In mid-September, second-year students Chantalle Briggs, Nicole Pelletier, Navy Vezina, and Jake Humphrey competed in the 57th Hon. William Henry Harrison Moot Court Competition. The “Harrison Shield” as it has become known, is an annual internal mooting competition that sees the four students who received top grades in the oral advocacy component of the first-year mooting program compete for the coveted Harrison Shield.

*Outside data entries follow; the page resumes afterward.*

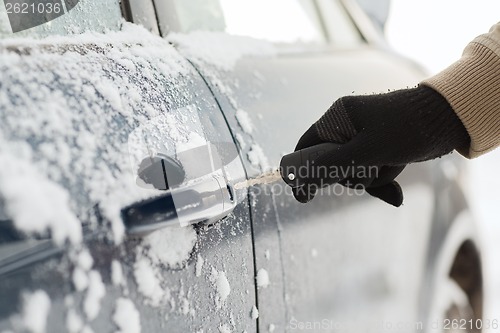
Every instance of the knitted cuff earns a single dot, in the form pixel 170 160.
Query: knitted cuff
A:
pixel 470 85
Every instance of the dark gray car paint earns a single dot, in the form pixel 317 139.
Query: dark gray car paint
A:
pixel 227 247
pixel 299 286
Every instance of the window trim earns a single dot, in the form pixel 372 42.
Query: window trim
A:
pixel 141 12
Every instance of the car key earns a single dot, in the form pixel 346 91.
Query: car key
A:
pixel 295 167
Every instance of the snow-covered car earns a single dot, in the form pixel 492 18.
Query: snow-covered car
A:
pixel 127 131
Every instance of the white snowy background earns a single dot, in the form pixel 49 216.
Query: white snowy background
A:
pixel 434 33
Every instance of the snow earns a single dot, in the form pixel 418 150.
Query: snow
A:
pixel 148 282
pixel 126 316
pixel 85 260
pixel 224 328
pixel 74 323
pixel 244 121
pixel 257 157
pixel 254 313
pixel 117 273
pixel 222 287
pixel 241 141
pixel 36 307
pixel 262 278
pixel 170 246
pixel 79 159
pixel 219 49
pixel 267 254
pixel 34 203
pixel 95 292
pixel 199 265
pixel 80 279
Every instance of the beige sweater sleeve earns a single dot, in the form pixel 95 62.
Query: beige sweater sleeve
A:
pixel 472 87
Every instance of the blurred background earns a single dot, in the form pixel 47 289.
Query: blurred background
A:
pixel 434 33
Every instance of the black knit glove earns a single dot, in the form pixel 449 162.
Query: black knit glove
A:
pixel 382 133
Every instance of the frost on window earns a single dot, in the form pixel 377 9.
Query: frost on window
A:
pixel 64 17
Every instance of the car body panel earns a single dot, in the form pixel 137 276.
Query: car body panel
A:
pixel 47 83
pixel 309 250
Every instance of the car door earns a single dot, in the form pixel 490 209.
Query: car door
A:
pixel 344 258
pixel 120 142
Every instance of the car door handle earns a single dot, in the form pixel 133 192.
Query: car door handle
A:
pixel 207 199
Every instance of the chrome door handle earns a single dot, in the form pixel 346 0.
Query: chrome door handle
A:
pixel 206 199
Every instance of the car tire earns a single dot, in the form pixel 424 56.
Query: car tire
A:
pixel 456 304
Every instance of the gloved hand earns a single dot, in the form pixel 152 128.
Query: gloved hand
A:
pixel 384 132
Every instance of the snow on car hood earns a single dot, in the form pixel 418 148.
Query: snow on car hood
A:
pixel 67 107
pixel 219 49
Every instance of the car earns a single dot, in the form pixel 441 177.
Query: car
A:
pixel 128 131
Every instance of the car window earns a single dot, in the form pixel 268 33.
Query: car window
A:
pixel 341 29
pixel 280 21
pixel 58 17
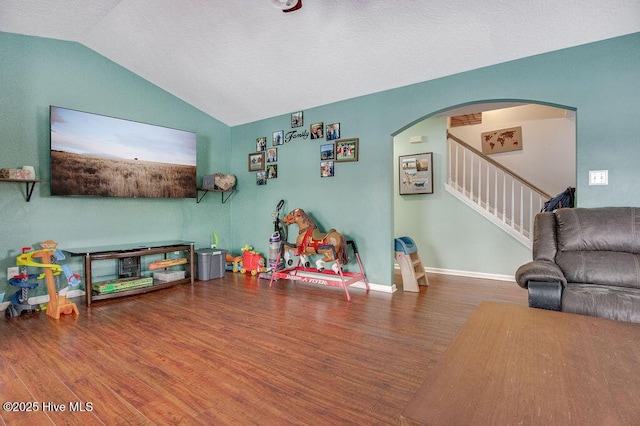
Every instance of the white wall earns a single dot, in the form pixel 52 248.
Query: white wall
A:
pixel 548 157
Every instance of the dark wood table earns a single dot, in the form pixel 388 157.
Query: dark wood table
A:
pixel 513 365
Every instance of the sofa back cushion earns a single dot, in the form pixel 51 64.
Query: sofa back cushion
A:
pixel 599 229
pixel 599 245
pixel 600 267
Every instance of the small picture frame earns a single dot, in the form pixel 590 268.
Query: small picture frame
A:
pixel 278 137
pixel 261 143
pixel 327 151
pixel 346 150
pixel 261 178
pixel 415 173
pixel 326 169
pixel 333 131
pixel 272 155
pixel 272 171
pixel 296 119
pixel 256 161
pixel 317 130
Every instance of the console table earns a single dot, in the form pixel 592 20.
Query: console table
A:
pixel 92 254
pixel 514 365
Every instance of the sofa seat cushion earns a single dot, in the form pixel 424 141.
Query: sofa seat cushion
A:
pixel 600 267
pixel 616 303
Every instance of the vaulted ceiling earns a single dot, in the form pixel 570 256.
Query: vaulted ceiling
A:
pixel 244 60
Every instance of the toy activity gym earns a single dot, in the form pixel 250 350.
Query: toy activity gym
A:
pixel 48 255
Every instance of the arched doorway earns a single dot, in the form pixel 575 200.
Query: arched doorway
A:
pixel 450 236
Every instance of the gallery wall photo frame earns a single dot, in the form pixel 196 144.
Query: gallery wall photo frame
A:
pixel 415 173
pixel 333 131
pixel 256 161
pixel 277 138
pixel 346 150
pixel 327 151
pixel 297 119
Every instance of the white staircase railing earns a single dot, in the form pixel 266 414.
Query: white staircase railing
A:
pixel 492 190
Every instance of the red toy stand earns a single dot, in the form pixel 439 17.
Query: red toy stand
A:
pixel 326 277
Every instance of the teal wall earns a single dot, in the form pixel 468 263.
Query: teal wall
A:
pixel 36 73
pixel 599 80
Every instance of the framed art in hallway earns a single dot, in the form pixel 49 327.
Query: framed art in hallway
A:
pixel 416 173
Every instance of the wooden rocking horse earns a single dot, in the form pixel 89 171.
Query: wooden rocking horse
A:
pixel 331 245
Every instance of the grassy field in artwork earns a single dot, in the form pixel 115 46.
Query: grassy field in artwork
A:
pixel 74 174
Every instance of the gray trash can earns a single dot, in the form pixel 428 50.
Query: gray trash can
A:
pixel 211 263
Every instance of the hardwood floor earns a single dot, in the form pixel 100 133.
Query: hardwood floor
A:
pixel 234 351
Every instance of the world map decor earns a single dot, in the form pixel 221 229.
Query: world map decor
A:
pixel 503 140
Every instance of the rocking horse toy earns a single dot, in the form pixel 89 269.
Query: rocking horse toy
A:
pixel 331 245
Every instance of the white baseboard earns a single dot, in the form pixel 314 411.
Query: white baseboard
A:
pixel 468 274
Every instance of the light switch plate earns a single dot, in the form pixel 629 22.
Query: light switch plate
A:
pixel 598 177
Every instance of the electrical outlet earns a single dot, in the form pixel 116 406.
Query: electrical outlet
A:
pixel 12 272
pixel 599 177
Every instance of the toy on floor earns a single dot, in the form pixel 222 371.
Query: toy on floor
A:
pixel 331 245
pixel 252 261
pixel 234 263
pixel 48 256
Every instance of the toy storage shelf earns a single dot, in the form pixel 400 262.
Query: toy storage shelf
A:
pixel 92 254
pixel 30 185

In this year’s competition, counsel for the appellant (Briggs and Pelletier) and counsel for the respondent (Vezina and Humphrey) engaged with a legal problem based on the 2013 case of Inglis v. British Columbia. Inglis involved the Minister of Public Safety for British Columbia’s decision to remove the “Mom-Infant Program” from a provincial correctional facility. The program permitted, on a discretionary basis, the practice of “rooming-in,” which allowed the infants to live with their mothers in prison until the age of two. The fact pattern provided to the students indicated that the program's cancellation resulted in the automatic apprehension of babies born to incarcerated mothers and their placement in foster care.

Preparing written and oral arguments for such a contentious legal problem takes an exceptional amount of time and effort for the students.

“Sorting through all of the material on S.15 [of the Charter] was challenging,” said Pelletier. “Translating the written argument into an oral one, and constraining it all to a short time limit, was the most challenging aspect of the entire moot for me.”

Jake Humphrey and teammate Navy Vezina used practice benching to prep their oral arguments, readying themselves to be challenged by the judges. “A couple of times a week we would have upper-year students pick our submissions apart and hit us with tough questions,” said Humphrey. “Practice benches were essential in preparing for everything and anything that might get thrown at you.” “It is important to try different research styles or advocacy strategies,” added Vezina. “Mooting is a rare opportunity in our field to get feedback from real judges without real legal consequences.”

The countless hours of preparation paid off as both sides argued valiantly in front of guest judges Madam Justice Barbara Baird of the New Brunswick Court of Appeal (UNB Law Class of 1976), Basil Alexander, Assistant Professor at UNB Law, and Amy Gough Farnworth, a part-time instructor at UNB Law and Director of Labour Relations with New Brunswick Community College.

Chantalle Briggs summed up the experience of arguing in front of such an experienced legal panel, saying, “Mooting trains you to think on the spot. It is one thing to put a good argument on paper. It’s another entirely to be challenged on this argument and defend it to people who know more than you. It is also important to develop the skills to argue in a way that that is respectful, conversational, and non-combative.”

All four students gave exceptional performances. After lengthy deliberation by the panel, the 2019 Harrison Shield was awarded to Chantalle Briggs and Jake Humphrey for their outstanding oral advocacy skills in the competition.

Congratulations to all participants and thanks to Professors Kerri Froc and Jane Thomson for their hard work in organizing the 57th edition of the moot.